O mecanismo em discussão é a sub-rogação, que permite que a empresa compradora retenha e repasse o valor aos cofres públicos, em vez de o produtor rural pessoa física efetuar o pagamento direto sobre a receita da comercialização.
A Corte discute se essa obrigação das empresas permaneceu válida após alterações nas regras da contribuição ou se a manutenção da responsabilidade exige uma nova previsão legal. O processo tramita no tribunal desde 2020.

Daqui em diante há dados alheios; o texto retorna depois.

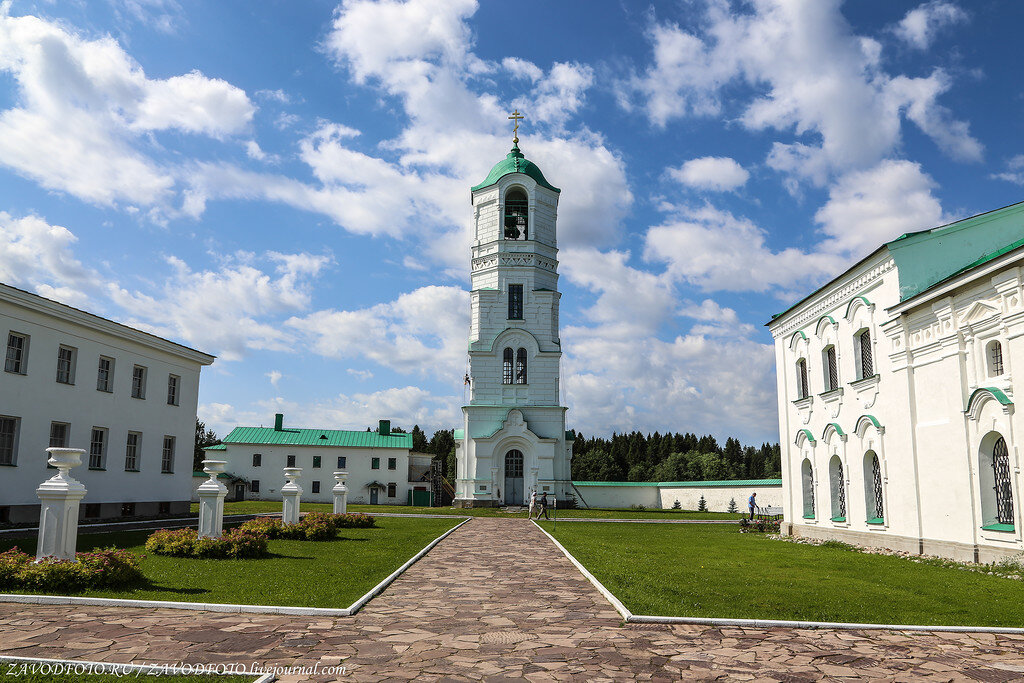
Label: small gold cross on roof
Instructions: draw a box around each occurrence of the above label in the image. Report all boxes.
[509,109,526,144]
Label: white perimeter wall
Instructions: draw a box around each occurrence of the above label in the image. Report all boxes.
[575,482,782,512]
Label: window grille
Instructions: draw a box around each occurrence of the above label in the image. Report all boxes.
[160,436,174,474]
[515,348,526,384]
[833,462,846,517]
[167,375,180,405]
[797,358,810,398]
[131,366,145,398]
[505,189,529,240]
[803,460,814,518]
[4,332,26,375]
[50,422,68,449]
[0,418,17,465]
[89,429,106,469]
[125,432,138,472]
[509,285,522,321]
[96,356,114,391]
[859,330,874,379]
[825,346,839,391]
[57,346,75,384]
[871,455,886,519]
[505,450,522,479]
[992,436,1014,524]
[988,342,1002,377]
[502,348,512,384]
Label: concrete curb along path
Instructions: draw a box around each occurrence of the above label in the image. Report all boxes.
[0,515,468,616]
[531,520,1024,635]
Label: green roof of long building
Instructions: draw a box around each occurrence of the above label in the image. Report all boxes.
[224,427,413,450]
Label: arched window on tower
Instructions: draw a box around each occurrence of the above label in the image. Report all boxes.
[985,340,1002,377]
[502,347,512,384]
[505,187,529,240]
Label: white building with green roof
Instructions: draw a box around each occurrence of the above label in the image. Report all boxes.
[768,204,1024,561]
[218,413,417,505]
[455,138,572,507]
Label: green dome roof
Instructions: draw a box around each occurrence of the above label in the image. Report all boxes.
[472,144,562,193]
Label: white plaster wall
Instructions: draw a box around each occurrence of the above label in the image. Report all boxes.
[0,288,210,509]
[222,443,412,505]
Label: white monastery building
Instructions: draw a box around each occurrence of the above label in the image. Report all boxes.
[455,127,572,507]
[0,285,214,522]
[218,413,421,505]
[768,204,1024,562]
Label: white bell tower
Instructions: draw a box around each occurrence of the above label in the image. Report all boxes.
[455,112,572,507]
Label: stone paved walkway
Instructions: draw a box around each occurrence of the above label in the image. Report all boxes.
[0,517,1024,682]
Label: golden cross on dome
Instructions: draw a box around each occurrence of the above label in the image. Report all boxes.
[509,109,526,144]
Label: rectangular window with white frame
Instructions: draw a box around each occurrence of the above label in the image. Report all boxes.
[131,366,145,399]
[96,355,114,393]
[57,344,78,384]
[50,422,71,449]
[125,432,142,472]
[160,436,174,474]
[167,375,181,405]
[89,427,109,470]
[0,415,22,467]
[3,332,29,375]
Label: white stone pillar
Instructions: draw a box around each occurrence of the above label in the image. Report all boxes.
[331,472,348,515]
[196,460,227,539]
[281,467,302,524]
[36,447,85,562]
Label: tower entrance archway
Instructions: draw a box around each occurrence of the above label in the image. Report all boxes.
[505,449,523,505]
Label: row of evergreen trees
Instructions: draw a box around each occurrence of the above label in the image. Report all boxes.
[572,431,782,481]
[399,425,782,481]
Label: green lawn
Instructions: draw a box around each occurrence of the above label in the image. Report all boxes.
[0,517,458,607]
[542,522,1024,627]
[191,501,742,519]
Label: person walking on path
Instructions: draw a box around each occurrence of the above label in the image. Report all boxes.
[537,492,551,519]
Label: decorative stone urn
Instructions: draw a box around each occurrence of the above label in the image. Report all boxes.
[281,467,302,524]
[196,460,227,539]
[36,447,86,562]
[331,472,348,515]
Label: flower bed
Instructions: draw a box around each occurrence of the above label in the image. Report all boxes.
[0,547,143,593]
[145,528,267,559]
[239,512,375,541]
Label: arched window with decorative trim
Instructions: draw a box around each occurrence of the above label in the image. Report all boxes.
[797,358,811,399]
[985,339,1004,377]
[828,456,846,522]
[854,330,874,380]
[505,187,529,240]
[864,451,886,524]
[502,346,512,384]
[992,436,1014,524]
[821,345,839,391]
[801,459,814,519]
[515,347,526,384]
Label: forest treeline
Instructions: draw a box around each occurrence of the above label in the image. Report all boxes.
[403,425,782,481]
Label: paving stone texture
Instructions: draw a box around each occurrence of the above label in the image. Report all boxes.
[0,517,1024,683]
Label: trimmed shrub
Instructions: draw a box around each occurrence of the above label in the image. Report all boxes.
[239,512,376,541]
[0,547,142,593]
[145,528,267,559]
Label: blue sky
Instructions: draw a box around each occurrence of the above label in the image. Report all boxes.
[0,0,1024,442]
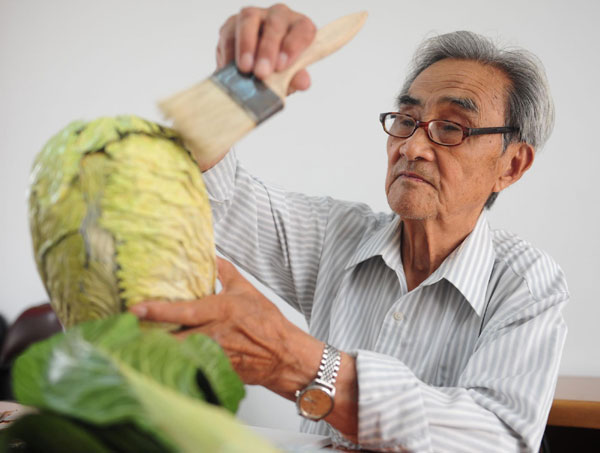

O relator, ministro Gilmar Mendes, votou a favor da contribuição social sobre a receita da produção e da validade da sub-rogação. Embora a maioria dos ministros já tenha reconhecido a constitucionalidade do tributo, a questão da responsabilidade das empresas ainda não foi definida.
Em 2025, o STF determinou a suspensão de processos que tratavam do pagamento do Funrural por adquirentes de produtos rurais até que a Corte chegue a uma decisão final.
Gilmar Mendes defendeu a interrupção dessas ações para evitar a insegurança jurídica. O ministro afirmou que as decisões recentes da Suprema Corte orientam o sobrestamento dos feitos que discutem a sub-rogação enquanto a ação direta não for finalizada.